In the body, muslin results in inflammation, fibrosis and thickening of the aneurysm wall. This secures the aneurysm, but if the inflammatory response spreads to adjacent structures it can lead to complications such as endocrinopathies, headaches, seizures, pyrexia, cranial nerve deficits and visual disturbances.1
At the time of our case, a review of the literature revealed only 30 known instances of muslin-induced optic neuropathy. Interestingly, all but four of those cases were in women. The mean onset of visual deterioration after surgery is 13 months (range of one to 54 months). In approximately half of these cases, imaging revealed an actual mass—a “muslinoma,” or foreign body granuloma.2,3
The pathophysiology of muslin-induced optic neuropathy is thought to result from a triad of factors: ischemia, compression and inflammation. Blood vessels can become occluded by the inflammatory response, resulting in ischemia of the optic nerve. There can be a mass effect on the optic nerve from the muslin fibers themselves. And inflammation from the muslin can cause a local Wegener-like vasculitic process. Histopathology of the muslinoma supports this by demonstrating acute and chronic inflammatory cells along with foreign-body giant cells.2,3
Detection. Imaging with MRI is usually the most effective means of diagnosis, as CT will often miss the pathology. MRI findings include a well-defined mass with thick, irregular, peripheral enhancement indicating edema. The relative solid hypointensity of this mass distinguishes it from an abscess.2,4
Treatment. Unfortunately, there is no accepted effective treatment for this condition. Multiple therapies have been tried, including corticosteroids, immunosuppressants, antibiotics and surgical exploration with lysis of adhesions. Spontaneous recovery has been reported, but visual recovery is unpredictable. 2,3
Use of muslin in surgery. The authors of one case report recommend that use of muslin be avoided if possible. If muslin must be used, it is recommended that the patient be made aware that this material was used during their surgery and that they should have frequent eye exams and visual fields performed.1
Unfortunately, our patient was lost to follow-up for a few months. When she returned, her visual acuity had dropped to 20/60 in the right eye and hand motion in the left eye. The visual impairment in her right eye had also progressed to a temporal hemifield defect (Fig. 4). Her neurosurgeon did not feel that she was a good surgical candidate for exploration, and so she was given high-dose IV steroids with an oral steroid taper over two weeks. Since then, her vision and visual fields have progressed some, but only minimally and more slowly than before.

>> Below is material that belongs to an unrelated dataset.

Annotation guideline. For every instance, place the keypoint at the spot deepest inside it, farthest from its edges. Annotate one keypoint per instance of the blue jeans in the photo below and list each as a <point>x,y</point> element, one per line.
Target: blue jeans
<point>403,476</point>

* Patient name is fictitious.
1 Taravati, P. et al. Surv Ophthalmol 2006;51:434–443.
2 Bhatti, M. T. et al. Am J Neuroradiol 2000;21:346–352.
3 Goldsberry, D. H. et al. J Neuroophthalmol 2004;24:42–45.
4 Yoon, M. A. et al. J Neurosurg 2010;112:640–647.
Dr. Rowland is a resident and Dr. Acierno is a neuro-ophthalmologist, a professor of clinical ophthalmology and the residency director. Both are at the Louisiana State University/Ochsner Ophthalmology Department. The authors have no financial disclosures.